This project combines a depth-first web crawler with an AI-powered search engine with reverse image search capabilities. It allows users to index the contents of web pages including images, into a relational database and later query that data using an image, returning similar images and associated page content.
- Implements a tree-based, depth-first traversal.
- Uses
BeautifulSoup
for HTML parsing and scraping. - Extracts:
- Text snippets from each webpage.
- All downloadable images.
- Stores data in a MariaDB database using SQLAlchemy ORM.
- Avoids duplicate indexing and revisiting previously crawled links.
- Performs both text based search and reverse image search:
- Encodes images with ResNet-50 (via Torchvision).
- Uses FAISS for high-performance similarity search over text vectors.
- Returns the most visually similar images from the indexed set.
- Provides metadata like the source webpage and content snippet for each match.

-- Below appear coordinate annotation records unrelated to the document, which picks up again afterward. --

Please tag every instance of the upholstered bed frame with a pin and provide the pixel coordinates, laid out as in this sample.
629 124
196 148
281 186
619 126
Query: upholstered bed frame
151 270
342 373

git clone https://github.com/your-username/reverse-image-search-crawler.git
cd reverse-image-search-crawler
pip install -r requirements.txt
Make sure you've installed MariaDB and a suitable database management platform (preferable HeidiSQL or Table Plus). Set up a database connection with the following credentials:
host: 127.0.0.1
user: root
password: root
Then, create a new database named "search_engine"
Open web_crawler.py and change the seed link to whatever you want.
Run web_crawler.py to begin crawling the pages.
Run search_engine.py to start the search engine. This might take a while because the indexes are being embedded. Once done, access the localhost website on your browser and you should be able to see the webpage.